This post outlines some incentive problems with forecasting tournaments, such as Good Judgement Open, CSET, or Metaculus. These incentive problems may be problematic not only because unhinged actors might exploit them, but also because of mechanisms such as those outlined in Unconscious Economics. For a similar post about PredictIt, a prediction market in the US, see here. This post was written in collaboration with Nuño Sempere, who should be added as a coauthor soon. This is a crosspost from LessWrong.
Problems
Discrete prizes distort forecasts
If a forecasting tournament offers a prize to the top X forecasters, the objective "be in the top X forecasters" differs from "maximize predictive accuracy". The effects of this are greater the smaller the number of questions.
For example if only the top forecaster wins a prize, you might want to predict a surprising scenario, because if it happens you will reap the reward, whereas if the most likely scenario happens, everyone else will have predicted it too.
Consider for example this prediction contest, which only had a prize for #1. The following question asks about the margin Biden would win or lose Georgia by:

Then the most likely scenario might be a close race, but the prediction which would have maximized your odds of coming in #1st might be much more extremized, because other predictors are more tightly packed in the middle.
This effect also applies if you think of "becoming a superforecaster", which you can do if you are in the top 2% and have over 100 predictions in Good Judgement Open, as a distinct objective from "maximizing reward accuracy".
Incentives not to share information and to produce corrupt information
In a forecasting tournament, there is a disincentive to sharing information, because other forecasters can use it to improve relative standing. This not only includes not sharing information but also providing misleading information. As a counterpoint, other forecasters can and will often point out flaws in your reasoning if you're wrong.
Incentives to selectively pick questions.
If one is maximizing the Brier score, one is incentivized to pick easier questions. Specifically, if someone has a brier score b2, then they should not make a prediction on any question where the probability is between b and (1-b), even if they know the true probability exactly. Tetlock explicitly mentions this in one of his Commandments for superforecasters: “Focus on questions where your hard work is likely to pay off”. Yet if we care about making better predictions of things we need to know the answer to, the skill of "trying to answer easier questions so you score better" is not a skill we should reward, let alone encourage the development of.
A related issue is that, if one is maximizing the difference between one's Brier score and the aggregate’s Brier score, one is incentivized to pick questions for which the one thinks the aggregate is particularly wrong. This is not necessarily a problem, but can be.
Incentive to just copy the community on every question.

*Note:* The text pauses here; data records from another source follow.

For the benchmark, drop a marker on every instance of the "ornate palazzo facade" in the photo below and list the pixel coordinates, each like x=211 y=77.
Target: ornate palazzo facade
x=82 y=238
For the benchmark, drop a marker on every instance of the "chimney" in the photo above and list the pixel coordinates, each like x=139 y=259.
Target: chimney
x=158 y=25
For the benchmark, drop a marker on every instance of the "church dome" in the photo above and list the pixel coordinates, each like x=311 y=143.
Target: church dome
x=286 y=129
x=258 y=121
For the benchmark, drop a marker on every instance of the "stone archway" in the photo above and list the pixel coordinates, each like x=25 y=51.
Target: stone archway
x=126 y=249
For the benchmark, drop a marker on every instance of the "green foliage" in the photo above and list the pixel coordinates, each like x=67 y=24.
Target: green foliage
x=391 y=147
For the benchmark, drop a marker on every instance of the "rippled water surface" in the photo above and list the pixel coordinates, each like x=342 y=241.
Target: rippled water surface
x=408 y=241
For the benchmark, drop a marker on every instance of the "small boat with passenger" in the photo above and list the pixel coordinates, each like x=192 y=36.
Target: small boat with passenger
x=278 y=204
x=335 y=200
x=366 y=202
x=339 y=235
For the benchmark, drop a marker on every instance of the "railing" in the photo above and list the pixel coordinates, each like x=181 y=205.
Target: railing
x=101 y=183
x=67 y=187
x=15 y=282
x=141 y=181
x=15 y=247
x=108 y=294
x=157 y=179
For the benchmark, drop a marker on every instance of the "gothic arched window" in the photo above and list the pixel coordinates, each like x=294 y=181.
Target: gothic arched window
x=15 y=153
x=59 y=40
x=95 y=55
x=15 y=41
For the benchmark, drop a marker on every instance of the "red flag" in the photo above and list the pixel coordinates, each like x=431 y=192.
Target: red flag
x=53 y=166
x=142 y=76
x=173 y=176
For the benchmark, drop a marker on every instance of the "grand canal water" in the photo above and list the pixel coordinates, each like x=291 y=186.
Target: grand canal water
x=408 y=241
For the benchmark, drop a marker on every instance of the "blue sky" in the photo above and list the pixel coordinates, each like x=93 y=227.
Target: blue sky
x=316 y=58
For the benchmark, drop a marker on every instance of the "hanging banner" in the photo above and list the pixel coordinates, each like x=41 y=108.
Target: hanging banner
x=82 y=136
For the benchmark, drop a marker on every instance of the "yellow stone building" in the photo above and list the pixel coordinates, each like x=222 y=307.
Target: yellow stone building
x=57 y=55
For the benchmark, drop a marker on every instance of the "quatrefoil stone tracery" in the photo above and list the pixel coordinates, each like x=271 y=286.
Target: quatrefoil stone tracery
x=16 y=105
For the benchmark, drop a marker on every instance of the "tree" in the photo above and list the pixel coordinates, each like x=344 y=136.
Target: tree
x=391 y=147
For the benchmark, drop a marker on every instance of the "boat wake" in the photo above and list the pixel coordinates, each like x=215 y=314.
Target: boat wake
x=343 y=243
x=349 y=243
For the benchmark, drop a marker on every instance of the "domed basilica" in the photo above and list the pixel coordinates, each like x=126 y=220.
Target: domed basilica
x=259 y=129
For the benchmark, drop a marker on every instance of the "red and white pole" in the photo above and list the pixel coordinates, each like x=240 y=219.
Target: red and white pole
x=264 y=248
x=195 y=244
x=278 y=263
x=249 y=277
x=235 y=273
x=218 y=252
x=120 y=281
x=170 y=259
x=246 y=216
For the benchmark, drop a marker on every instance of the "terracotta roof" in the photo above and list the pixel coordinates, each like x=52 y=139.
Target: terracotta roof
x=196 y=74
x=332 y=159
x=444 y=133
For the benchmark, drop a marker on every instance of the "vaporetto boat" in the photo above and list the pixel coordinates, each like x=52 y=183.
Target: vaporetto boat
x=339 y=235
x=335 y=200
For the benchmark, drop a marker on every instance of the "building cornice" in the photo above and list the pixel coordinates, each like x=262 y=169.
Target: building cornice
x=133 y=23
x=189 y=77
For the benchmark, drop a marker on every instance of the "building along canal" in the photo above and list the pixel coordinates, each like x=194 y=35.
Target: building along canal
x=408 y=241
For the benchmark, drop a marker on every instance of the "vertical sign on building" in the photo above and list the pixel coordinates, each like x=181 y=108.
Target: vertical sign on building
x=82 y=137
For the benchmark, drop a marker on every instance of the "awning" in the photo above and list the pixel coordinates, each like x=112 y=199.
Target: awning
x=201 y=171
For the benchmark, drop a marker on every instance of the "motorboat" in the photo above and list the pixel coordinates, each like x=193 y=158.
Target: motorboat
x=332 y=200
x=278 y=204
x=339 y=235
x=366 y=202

In scoring systems which more directly reward making many predictions, such as the Metaculus scoring system where in general one has to be both wrong and very confident to actually lose points, predictors are heavily incentivized to make predictions on as many questions as possible in order to move up the leaderboard. In particular, a strategy of “predict the community median with no thought” could see someone rise to the top 100 with a few months of signing up.
This is plausibly less bad than the incentives above, although this depends on your assumptions. If the main value of winning “metaculus points” is personal satisfaction, then predicting exactly the community median is unlikely to keep people entertained for long. New users predicting something fairly close to the community median on lots of questions, but updating a little bit based on their own thinking, is arguably not a problem at all, as the small adjustments may be enough to improve the crowd forecast, and the high volume of practice that users with this strategy experience can lead to rapid improvement.
Solutions
Probabilistic rewards
In tournaments with fairly small numbers of questions, where paying only the top few places would incentivize forecasters to make overconfident predictions to maximize their chance of first-place finishes as discussed above, probabilistic rewards may be used to mitigate this effect.

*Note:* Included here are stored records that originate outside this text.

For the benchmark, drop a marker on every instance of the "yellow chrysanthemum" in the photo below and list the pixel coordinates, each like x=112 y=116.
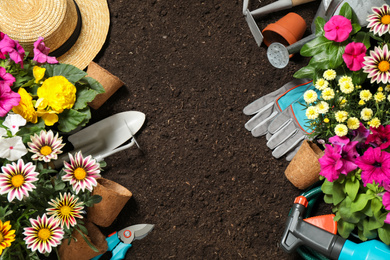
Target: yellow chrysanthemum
x=25 y=107
x=365 y=95
x=366 y=114
x=38 y=73
x=321 y=84
x=341 y=116
x=329 y=74
x=379 y=97
x=327 y=94
x=353 y=123
x=341 y=130
x=311 y=112
x=57 y=93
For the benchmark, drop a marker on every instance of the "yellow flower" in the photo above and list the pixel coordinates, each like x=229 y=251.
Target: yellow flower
x=365 y=95
x=327 y=94
x=353 y=123
x=341 y=116
x=366 y=114
x=375 y=122
x=329 y=74
x=38 y=73
x=25 y=107
x=57 y=93
x=341 y=130
x=379 y=97
x=321 y=84
x=311 y=112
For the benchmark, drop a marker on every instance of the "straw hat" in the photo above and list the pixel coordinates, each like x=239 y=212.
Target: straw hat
x=75 y=31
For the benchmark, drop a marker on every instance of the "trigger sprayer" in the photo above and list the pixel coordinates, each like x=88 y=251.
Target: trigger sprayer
x=300 y=232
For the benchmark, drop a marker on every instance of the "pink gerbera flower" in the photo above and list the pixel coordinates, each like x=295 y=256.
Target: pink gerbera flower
x=17 y=179
x=81 y=172
x=338 y=28
x=43 y=234
x=375 y=166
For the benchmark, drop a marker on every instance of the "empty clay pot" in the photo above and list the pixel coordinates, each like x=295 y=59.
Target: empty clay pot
x=288 y=30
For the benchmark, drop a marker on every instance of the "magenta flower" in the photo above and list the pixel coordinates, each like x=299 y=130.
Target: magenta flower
x=375 y=165
x=337 y=28
x=354 y=55
x=8 y=99
x=330 y=163
x=41 y=52
x=13 y=49
x=380 y=136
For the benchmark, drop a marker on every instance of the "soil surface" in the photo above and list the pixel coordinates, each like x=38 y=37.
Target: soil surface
x=212 y=190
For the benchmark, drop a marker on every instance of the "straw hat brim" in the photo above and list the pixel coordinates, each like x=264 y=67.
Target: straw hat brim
x=94 y=29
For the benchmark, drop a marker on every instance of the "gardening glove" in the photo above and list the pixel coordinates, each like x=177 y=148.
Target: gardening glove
x=289 y=129
x=269 y=106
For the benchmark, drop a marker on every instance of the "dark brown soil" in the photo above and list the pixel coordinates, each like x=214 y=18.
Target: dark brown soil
x=212 y=190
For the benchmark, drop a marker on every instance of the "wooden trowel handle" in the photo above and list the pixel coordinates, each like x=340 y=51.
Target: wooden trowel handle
x=299 y=2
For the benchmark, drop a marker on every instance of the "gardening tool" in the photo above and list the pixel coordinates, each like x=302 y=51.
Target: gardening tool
x=250 y=16
x=119 y=242
x=320 y=235
x=102 y=138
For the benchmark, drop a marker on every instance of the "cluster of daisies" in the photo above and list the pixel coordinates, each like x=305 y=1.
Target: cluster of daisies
x=22 y=182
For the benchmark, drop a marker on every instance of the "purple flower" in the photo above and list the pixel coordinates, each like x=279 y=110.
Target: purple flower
x=354 y=55
x=338 y=28
x=8 y=99
x=13 y=49
x=380 y=136
x=330 y=163
x=375 y=165
x=41 y=52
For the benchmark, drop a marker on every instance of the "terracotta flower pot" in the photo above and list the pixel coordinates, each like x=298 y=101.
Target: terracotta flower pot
x=288 y=30
x=80 y=250
x=304 y=168
x=114 y=198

In this case, rather than e.g. having prizes for the top three scorers, prizes would be distributed according to a lottery, where the number of tickets each player received was some function of their score, thereby incentivizing players to maximize their expected score, rather than their chance of scoring highest.
Which precise function should be used is a non-trivial question: If the payout structure is too “flat”, then there is not sufficient incentive for people to work hard on their forecasts compared to just entering with the community median or some reasonable prior. If on the other hand the payout structure too heavily rewards finishing in one of the top few places, then the original problem returns. This seems like a promising avenue for a short research project or article.
Giving rewards to the best forecasters among many questions.
If one gives rewards to the top three forecasters for 10 questions in a contest in which there are 200 forecasters, the top three forecasters might be as much a function of luck as of skill, which might be perceived as unfair. Giving prizes for much larger pools of questions makes this effect smaller.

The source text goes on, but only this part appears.